WASHINGTON — A group of black pastors asserted Wednesday that in order to change the impoverished, crime-stricken cultures in America's inner cities, more emphasis needs to be placed on responsibility, education and entrepreneurship instead of blaming the police for problems facing troubled African-Americans.
Bishop E.W. Jackson from The Called Church in Chesapeake, Virginia, and other black ministers from the organization STAND (Staying True to America's National Destiny) gathered at the National Press Club to announce the launch of Project Awakening, a private-sector, church-centered, comprehensive plan for the recovery of America's inner cities that focuses on teaching children they have options and responsibilities in life.
While the pastors detailed how the project aims to build relationships between churches, police, the black community and businesses to create cultural renewal, entrepreneurial awakening, and technical education for inner city children, the ministers did not refrain from chastising the Black Lives Matter movement for propagating a "demonic" message that does not offer a solution but simply puts police officers in harm's way.

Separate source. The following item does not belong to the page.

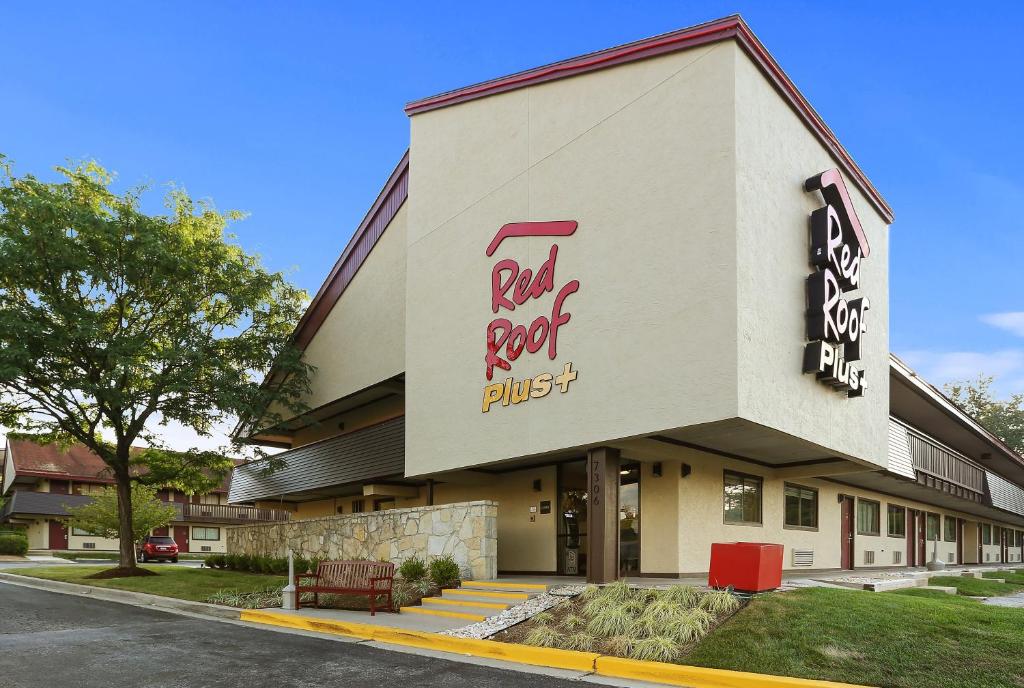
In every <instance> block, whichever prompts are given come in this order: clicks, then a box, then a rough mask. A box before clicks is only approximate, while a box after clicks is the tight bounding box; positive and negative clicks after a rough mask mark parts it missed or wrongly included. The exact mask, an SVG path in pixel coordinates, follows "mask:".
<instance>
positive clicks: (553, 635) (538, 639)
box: [523, 623, 562, 647]
mask: <svg viewBox="0 0 1024 688" xmlns="http://www.w3.org/2000/svg"><path fill="white" fill-rule="evenodd" d="M523 642H524V643H526V644H527V645H532V646H534V647H561V642H562V634H560V633H558V631H556V630H555V629H553V628H551V627H550V626H547V625H544V623H542V625H540V626H536V627H534V628H532V629H530V631H529V633H527V634H526V638H525V640H524V641H523Z"/></svg>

With many in the Black Lives Matter movement quick to silence anyone who dares say that "all lives matter," Jackson, who is the founder and national president of STAND, explained at the press conference that such rhetoric only makes racial matters worse in America.
"Let me speak with this admonition. I don't know everything they are saying, I know what I heard. With that proviso, what I have heard has not been good. What I have heard, to me, is divisive and demonic," Jackson stated. "We as Christians know that God created all of us, all of our lives matter, including the lives of unborn babies, they matter too. When you have people saying, 'you can't say all lives matter, we are not going to hear that,' that tells me there is something very, very wrong there."